Lucas 11,37-38: Admiração do fariseu diante da liberdade de Jesus
“Enquanto Jesus falava, um fariseu o convidou para jantar em casa. Jesus entrou, e se pôs à mesa. O fariseu ficou admirado ao ver que Jesus não tinha lavado as mãos antes da refeição”. Jesus aceita o convite para jantar na casa do fariseu, mas não muda o seu modo de agir, pois senta-se à mesma sem lavar as mãos. Nem o fariseu muda de atitude frente a Jesus, pois expressa a sua admiração pelo fato de Jesus não lavar as mãos. Naquele tempo, lavar as mãos antes das refeições era uma obrigação religiosa, imposta ao povo em nome da pureza, exigida pela lei de Deus. O fariseu estranhou o fato de Jesus não observar esta norma religiosa. Mesmo assim, apesar de totalmente diferentes, o fariseu e Jesus tinham algo em comum: a seriedade de vida. O jeito de viver dos fariseus era assim: cada dia, dedicavam oito horas ao estudo e à meditação da lei de Deus, outras oito horas ao trabalho para poder sobreviver com a família e oito horas ao descanso. Este testemunho sério da sua vida dava a eles uma grande liderança popular. Talvez seja por isso, que, apesar de totalmente diferentes, os dois, Jesus e os fariseus, se entendiam e se criticavam mutuamente, sem perder a possibilidade do diálogo.
Lucas 11,39-41: A resposta de Jesus
“Vocês, fariseus, limpam o copo e o prato por fora, mas o interior de vocês está cheio de roubo e maldade. Gente sem juízo! Aquele que fez o exterior, não fez também o interior? Antes, dêem em esmola o que vocês possuem, e tudo ficará puro para vocês”. Os fariseus observavam a lei ao pé da letra. Olhavam só a letra e, por isso, eram incapazes de perceber o espírito da lei, o objetivo que a observância da lei queria alcançar na vida das pessoas.
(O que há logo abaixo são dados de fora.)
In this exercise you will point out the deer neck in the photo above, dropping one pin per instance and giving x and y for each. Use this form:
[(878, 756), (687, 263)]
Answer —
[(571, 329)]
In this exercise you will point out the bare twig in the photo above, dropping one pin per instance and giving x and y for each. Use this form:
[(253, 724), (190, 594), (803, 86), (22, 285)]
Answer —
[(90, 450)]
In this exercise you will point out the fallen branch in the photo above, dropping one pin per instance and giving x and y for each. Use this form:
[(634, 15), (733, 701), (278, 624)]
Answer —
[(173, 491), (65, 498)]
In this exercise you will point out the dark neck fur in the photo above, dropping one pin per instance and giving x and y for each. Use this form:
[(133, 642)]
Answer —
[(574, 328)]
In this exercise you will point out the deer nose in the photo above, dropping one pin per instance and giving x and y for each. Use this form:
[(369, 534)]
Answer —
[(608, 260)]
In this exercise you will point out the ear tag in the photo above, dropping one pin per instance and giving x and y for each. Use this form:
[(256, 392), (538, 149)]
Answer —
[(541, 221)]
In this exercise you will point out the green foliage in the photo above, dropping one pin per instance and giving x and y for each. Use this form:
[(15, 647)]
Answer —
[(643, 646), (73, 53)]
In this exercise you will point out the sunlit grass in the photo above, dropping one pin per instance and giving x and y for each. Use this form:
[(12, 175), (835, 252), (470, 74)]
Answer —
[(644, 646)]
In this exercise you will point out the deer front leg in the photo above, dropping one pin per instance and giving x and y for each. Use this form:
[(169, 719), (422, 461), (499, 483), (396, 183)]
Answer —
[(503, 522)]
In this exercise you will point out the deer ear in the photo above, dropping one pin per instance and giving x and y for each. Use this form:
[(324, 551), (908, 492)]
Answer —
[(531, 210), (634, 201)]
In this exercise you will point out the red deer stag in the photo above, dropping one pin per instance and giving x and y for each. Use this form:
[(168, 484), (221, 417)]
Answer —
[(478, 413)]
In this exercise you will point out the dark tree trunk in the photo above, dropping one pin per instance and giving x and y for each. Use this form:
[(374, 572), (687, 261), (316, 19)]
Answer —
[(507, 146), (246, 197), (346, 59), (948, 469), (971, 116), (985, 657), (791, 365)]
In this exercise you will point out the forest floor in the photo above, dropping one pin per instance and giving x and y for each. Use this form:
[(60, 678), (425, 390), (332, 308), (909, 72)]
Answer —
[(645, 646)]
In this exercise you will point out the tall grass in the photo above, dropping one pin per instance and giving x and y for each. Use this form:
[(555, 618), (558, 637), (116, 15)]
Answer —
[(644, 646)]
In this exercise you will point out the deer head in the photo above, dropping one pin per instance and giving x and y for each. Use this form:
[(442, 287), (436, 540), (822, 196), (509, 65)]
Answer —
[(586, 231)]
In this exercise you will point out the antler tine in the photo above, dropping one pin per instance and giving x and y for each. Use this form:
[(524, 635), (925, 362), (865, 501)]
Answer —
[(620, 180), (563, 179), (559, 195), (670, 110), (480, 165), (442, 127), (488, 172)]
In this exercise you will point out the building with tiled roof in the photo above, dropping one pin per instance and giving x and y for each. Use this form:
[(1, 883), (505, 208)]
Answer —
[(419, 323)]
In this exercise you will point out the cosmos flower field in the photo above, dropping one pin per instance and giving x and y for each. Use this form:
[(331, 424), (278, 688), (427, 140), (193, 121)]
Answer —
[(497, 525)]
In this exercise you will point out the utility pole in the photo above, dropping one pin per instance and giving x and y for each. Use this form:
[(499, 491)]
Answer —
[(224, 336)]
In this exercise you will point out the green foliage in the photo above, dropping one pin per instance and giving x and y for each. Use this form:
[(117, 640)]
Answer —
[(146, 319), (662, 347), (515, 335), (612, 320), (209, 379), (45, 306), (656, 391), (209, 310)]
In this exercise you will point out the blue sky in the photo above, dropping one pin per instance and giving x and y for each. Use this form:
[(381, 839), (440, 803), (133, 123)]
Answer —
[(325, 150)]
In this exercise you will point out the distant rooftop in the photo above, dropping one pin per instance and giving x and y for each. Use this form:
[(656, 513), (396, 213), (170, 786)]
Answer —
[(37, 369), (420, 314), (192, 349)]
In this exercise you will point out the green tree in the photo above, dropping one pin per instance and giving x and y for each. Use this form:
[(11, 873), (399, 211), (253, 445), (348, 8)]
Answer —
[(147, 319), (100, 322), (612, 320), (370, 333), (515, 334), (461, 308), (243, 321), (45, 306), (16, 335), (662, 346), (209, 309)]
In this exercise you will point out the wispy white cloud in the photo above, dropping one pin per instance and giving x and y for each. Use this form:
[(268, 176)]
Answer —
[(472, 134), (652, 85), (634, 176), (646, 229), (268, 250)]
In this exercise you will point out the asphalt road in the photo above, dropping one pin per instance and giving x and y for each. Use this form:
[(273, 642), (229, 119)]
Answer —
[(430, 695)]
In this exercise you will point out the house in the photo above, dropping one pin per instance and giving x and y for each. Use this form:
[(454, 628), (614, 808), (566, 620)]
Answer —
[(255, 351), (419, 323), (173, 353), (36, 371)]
Por exemplo, na lei está escrito: “Ame o seu próximo como a si mesmo” (Lv 19,18). E eles comentavam: “Devemos amar o próximo, sim, mas só o próximo, os outros não!” E daí nascia a discussão em torno da questão: “Quem é meu próximo?” (Lc 10,29) O apóstolo Paulo escreve na sua segunda carta aos Coríntios: “A letra mata, é o espírito que dá vida à letra” (2Cor 3,6). No Sermão da Montanha, Jesus critica os que observam a letra da lei mas transgridem o espírito da lei (Mt 5,20). Para ser fiel ao que Deus pede de nós não basta observar só a letra da lei. Isto seria o mesmo que limpar o copo e o prato por fora e deixar o interior cheio de sujeira: roubo e maldade. Não basta não matar, não roubar, não cometer adultério, não jurar. Só observa plenamente a lei de Deus aquele que, para além da letra, vai até à raiz e arranca de dentro de si os desejos de “roubo e de maldade” que possam levar ao assassinato, ao roubo, ao adultério. É na prática do amor que se realiza a plenitude da lei (cf. Mt 5,21-48).

4) Para um confronto pessoal
1) Nossa Igreja hoje merece esta acusação de Jesus contra os escribas e fariseus? Eu mereço?
2) Respeitar a seriedade de vida dos outros que pensam diferente de nós pode facilitar o diálogo tão necessário e tão difícil hoje em dia. Como pratico o diálogo na família, no trabalho e na comunidade? 

5) Oração final

Desçam a mim as vossas misericórdias, Senhor,
e a vossa salvação, conforme vossa promessa.